To ciężkie - Albina ma rację, otyłość czy nadwaga to choroba duszy... jedzenie Tobą rządzi - ale dlaczego? Nie daj się, bądź niezależna! Walcz! Zanim sięgniesz po batonik, dodatkową porcję obiadu, jakieś słodkości pomyśl - czy naprawdę tego chcesz? czy nie robisz tego z przyzwyczajenia? Czy przypadkiem nie chcesz zajeść jakiegoś stresu, frustracji? A przede wszystkim - ile czasu musiałabyś poświęcić, żeby tego wafelka, dokładkę czy cokolwiek spalić? i jak szybko te kalorie, tłuszcz odłożą Ci się w biodrach, udach itd. jeśli je skonsumujesz? Wydaje Ci się, że chcesz coś przekąsić - znajdź sobie inne zajęcie. Wyjdź na spacer (ale bez pieniędzy, żeby lody itp. nie kusiły), na rower, zrób serię jakichś ćwiczeń, cokolwiek. Tylko nie jedz! A jeśli już naprawdę jesteś głodna - przekąś jakieś warzywo, owoc, coś lekkiego.

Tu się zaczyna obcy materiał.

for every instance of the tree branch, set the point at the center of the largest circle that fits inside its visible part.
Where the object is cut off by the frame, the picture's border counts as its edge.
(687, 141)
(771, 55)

Bierz się za konkrety, a nie stale marudź. A jeśli naprawdę sobie z tym wszystkim nie radzisz - idź, tak jak radzi Albina, do dobrego psychologa. Wbrew pozorom to żaden wstyd, a tacy ludzie naprawdę potrafią pomóc.
Trzymam za Ciebie kciuki!!!
-
Albina,Ammy Lee faktycznie jestem skończoną histeryczką.A co do psychologa...nie chce znowu słuchac jakiejś babki,która nawija że wcale nie jestem gruba i że nawet jeśli to muszę polubić sama siebie.Po tamtej wizycie to zdołowała mnie zupełnie zamiast mnie podbudoać.A jak jej powiedziałam że jestem na diecie,stwierdziła że grozi mi anoreksja Raczej mi wtdy nie pomogła.Chociaz w sumie to ona była największą zachętą do diety.W jakis tam sposób chciałam jej zrobic na złość.Jak narazie to mi sie nie udaje ale coś z tym trzeba zrobić.Więc faktycznie trzeba się wziąść za siebie.Za tłuszcz.Za brzuch.Za nadwage.Za psyche.I za wszystko to,co decyduje o moim nastawieniu.Tak więc jadlospis na dziś:
Śniadanie:
Jogurt(naturalny odtłuszczony);jabłko;herbata czerwona
Obiad:
1 gołąbek;1 ugotowany ziemniak;surówka z pomidora ogórka i sałaty;2 szkl.herbaty czerwonej+ ''Sylwetka''
Kolacja:
Kefir z rzodkiewką;ananas;herbata czerwona 2 szkl.+''Sylwetka"
Ćwiczenia:
Brzuszki-60 powtórzeń
Rower-1.5 godz.
Jazda konna-2 godz.
Jogging0.5godz.
Może być?JAkoś sie nie znam zbytnio na tych ćwiczeniach wszystkich wiec nie wiem Ale mam nadzieje że jest dobrze?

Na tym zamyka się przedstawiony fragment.